Les discussions achoppent sur le plafonnement des prix du gaz

La proposition de la Commission de plafonner les prix du gaz russe ne fait pas consensus en revanche. Si la part du gaz russe dans les importations européennes a considérablement baissé depuis février (9 % actuellement), cette source reste importante pour certains pays, qui redoutent que Moscou ne ferme ne ferme les vannes en riposte. « C’est une autre forme de sanction contre Moscou, plutôt qu’une véritable solution à la crise énergétique », a notamment averti le ministre tchèque de l’Industrie. Son pays préside actuellement le Conseil de l’Union européenne. La Hongrie affirme quant à elle « ne pas comprendre » cette proposition qui risquerait de « provoquer une pénurie ». D’autres Etats, notamment dans le sud de l’Europe, préconisent à l’inverse un plafonnement sur l’ensemble du gaz, et pas seulement le russe.

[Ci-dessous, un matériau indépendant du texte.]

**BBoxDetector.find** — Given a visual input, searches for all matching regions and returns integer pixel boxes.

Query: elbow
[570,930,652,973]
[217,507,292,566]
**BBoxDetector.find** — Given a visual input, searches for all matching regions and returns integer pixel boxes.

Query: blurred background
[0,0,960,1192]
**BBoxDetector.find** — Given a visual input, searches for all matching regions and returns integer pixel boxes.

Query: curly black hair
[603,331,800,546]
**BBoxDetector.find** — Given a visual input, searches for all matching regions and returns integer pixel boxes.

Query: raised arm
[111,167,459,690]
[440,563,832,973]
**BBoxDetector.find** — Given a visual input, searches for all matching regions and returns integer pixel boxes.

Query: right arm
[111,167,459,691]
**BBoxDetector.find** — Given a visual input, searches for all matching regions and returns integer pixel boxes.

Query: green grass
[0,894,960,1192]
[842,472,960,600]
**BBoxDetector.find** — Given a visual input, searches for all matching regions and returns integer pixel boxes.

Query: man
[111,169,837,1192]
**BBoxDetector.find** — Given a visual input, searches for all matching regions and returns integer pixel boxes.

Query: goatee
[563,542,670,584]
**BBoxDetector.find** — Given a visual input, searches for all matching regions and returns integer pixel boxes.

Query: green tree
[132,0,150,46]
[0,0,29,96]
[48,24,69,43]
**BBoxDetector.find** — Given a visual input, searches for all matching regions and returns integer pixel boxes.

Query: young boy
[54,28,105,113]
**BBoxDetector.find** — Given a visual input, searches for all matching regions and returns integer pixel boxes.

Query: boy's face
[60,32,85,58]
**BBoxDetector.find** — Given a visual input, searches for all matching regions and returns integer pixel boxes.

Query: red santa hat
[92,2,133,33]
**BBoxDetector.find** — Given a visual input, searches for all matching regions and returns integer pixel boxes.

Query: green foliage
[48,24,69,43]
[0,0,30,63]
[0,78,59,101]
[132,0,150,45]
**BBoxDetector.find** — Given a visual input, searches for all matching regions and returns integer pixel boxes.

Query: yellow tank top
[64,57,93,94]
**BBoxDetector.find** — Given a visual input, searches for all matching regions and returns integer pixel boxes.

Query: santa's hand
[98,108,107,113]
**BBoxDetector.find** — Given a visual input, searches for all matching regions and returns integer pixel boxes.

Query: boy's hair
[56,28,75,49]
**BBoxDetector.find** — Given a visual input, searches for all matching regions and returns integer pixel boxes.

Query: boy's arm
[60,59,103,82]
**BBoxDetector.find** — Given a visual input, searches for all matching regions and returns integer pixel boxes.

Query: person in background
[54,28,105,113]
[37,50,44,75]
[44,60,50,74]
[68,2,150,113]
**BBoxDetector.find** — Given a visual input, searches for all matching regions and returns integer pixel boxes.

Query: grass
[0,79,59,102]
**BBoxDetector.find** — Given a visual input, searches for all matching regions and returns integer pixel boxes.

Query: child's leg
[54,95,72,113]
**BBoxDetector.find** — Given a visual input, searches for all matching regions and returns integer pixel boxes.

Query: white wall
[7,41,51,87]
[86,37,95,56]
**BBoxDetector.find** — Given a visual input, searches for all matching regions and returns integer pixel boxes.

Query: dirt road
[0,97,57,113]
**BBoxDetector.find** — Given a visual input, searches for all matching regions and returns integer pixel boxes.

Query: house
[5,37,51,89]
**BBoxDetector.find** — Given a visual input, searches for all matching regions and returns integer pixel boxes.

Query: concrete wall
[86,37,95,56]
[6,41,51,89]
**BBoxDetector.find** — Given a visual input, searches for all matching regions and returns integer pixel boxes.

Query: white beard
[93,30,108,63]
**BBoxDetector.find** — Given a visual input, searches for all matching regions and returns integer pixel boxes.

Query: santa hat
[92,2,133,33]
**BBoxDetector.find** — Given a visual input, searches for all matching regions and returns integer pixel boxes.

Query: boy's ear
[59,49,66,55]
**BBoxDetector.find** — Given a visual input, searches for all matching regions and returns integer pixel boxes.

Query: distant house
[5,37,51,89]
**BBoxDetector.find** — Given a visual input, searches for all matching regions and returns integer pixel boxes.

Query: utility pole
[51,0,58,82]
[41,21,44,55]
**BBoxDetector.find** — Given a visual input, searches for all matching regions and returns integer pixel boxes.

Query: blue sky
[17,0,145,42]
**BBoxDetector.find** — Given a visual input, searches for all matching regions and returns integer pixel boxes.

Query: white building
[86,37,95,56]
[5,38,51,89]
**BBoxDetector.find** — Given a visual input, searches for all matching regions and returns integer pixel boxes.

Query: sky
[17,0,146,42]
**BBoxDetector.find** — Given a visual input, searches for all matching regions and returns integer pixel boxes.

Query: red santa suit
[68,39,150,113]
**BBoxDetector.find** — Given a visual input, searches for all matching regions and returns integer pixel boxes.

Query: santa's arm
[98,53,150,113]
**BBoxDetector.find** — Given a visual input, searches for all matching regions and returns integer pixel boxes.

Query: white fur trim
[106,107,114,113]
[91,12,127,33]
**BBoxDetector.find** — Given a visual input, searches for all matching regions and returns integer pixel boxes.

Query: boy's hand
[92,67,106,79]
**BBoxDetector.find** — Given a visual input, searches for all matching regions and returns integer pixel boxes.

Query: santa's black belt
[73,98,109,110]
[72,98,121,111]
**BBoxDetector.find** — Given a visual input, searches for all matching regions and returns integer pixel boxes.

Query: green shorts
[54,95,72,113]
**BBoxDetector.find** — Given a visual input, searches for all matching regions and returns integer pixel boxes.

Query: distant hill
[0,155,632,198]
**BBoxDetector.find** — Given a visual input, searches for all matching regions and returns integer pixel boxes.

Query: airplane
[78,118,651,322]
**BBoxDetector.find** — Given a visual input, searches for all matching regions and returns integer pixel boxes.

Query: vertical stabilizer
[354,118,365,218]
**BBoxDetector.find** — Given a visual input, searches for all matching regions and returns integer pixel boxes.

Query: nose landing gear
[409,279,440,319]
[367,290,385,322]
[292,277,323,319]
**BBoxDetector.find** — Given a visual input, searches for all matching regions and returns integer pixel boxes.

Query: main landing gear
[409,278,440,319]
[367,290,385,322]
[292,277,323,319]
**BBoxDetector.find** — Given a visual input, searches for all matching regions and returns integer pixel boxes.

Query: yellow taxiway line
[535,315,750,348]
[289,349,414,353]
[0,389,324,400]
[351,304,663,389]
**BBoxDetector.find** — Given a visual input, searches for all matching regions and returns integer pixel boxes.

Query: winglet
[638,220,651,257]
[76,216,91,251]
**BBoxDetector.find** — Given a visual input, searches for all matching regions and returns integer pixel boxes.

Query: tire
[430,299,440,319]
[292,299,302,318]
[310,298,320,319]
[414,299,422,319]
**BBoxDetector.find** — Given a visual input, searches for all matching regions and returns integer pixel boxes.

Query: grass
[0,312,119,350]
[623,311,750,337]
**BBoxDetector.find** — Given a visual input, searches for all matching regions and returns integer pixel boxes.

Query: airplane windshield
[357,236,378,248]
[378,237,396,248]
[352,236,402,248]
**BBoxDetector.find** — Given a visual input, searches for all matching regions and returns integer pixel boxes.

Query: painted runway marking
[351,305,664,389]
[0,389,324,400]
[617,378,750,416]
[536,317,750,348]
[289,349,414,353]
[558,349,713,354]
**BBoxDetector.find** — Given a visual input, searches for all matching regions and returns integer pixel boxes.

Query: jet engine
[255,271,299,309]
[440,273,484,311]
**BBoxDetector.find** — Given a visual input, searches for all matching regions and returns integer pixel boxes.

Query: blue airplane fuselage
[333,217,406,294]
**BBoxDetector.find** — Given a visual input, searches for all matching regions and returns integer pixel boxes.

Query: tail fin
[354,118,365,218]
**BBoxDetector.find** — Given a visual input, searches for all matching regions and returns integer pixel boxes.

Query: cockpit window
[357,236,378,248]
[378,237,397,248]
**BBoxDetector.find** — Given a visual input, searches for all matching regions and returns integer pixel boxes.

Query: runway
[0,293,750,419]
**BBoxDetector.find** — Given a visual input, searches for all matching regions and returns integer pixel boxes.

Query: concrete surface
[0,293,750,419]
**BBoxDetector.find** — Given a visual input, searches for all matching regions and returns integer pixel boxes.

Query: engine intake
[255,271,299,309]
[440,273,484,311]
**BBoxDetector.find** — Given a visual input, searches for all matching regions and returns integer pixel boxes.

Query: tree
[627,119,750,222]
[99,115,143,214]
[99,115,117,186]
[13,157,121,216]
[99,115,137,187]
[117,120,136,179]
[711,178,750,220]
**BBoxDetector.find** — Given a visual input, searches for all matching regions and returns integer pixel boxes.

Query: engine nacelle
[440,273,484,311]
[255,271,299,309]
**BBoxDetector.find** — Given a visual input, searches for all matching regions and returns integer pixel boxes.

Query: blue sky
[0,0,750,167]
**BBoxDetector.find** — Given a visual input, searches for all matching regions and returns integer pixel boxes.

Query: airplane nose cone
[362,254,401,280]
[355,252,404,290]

C’est probablement le dossier qui coince le plus ce vendredi. Selon le Financial Times, au moins 10 Etats affichent leurs craintes face à au plafonnement des prix du gaz russe. La présidence tchèque reconnaît qu’il faudra « un peu plus de temps » pour aboutir sur ce sujet. « Il y a une volonté d’avancer sur ce sujet-là », a déclaré la ministre Agnès Pannier-Runacher, à la sortie du conseil.

Pour Michel Derdevet, du think tank Confrontations Europe, parvenir un accord sur le plafonnement du prix du gaz utilisé dans la production d’électricité sera déterminant dans la crise actuelle. « C’est la solution à court terme qui peut permettre d’éviter un rebond sur le marché de l’électricité. »

Quant au soutien à apporter aux fournisseurs d’électricités, à court de liquidités, les choses sont plus consensuelles. Beaucoup d’Etats s’accordent sur l’importance de venir en aide à ces entreprises qui font face à des problèmes de trésorerie, ces dernières étant essentielles pour acheter de l’énergie. Alors que les Européens s’attellent depuis l’été à des coopérations renforcées dans l’achat et les approvisionnements en énergie, un aspect ne doit pas être oublié, selon Michel Derdevet. « Il faut plus que jamais que les énergéticiens se parlent. Tout ne se réglera pas avec la réunion des ministres. Il faut que la coordination technique entre les gestionnaires du réseau soit optimum. »

Autre suggestion de la Commission européenne, pour desserrer les tensions sur l’offre et la demande : fixer des objectifs contraignants pour réduire la demande d’énergie. Elle met sur la table l’idée d’une baisse de 10 % de la consommation mensuelle nette de chaque Etat.

Le temps sera sans doute un allié pour pousser les Etats à s’entendre d’ici la fin du mois. Plusieurs ministres ont fait savoir qu’il était urgent de décrocher un accord.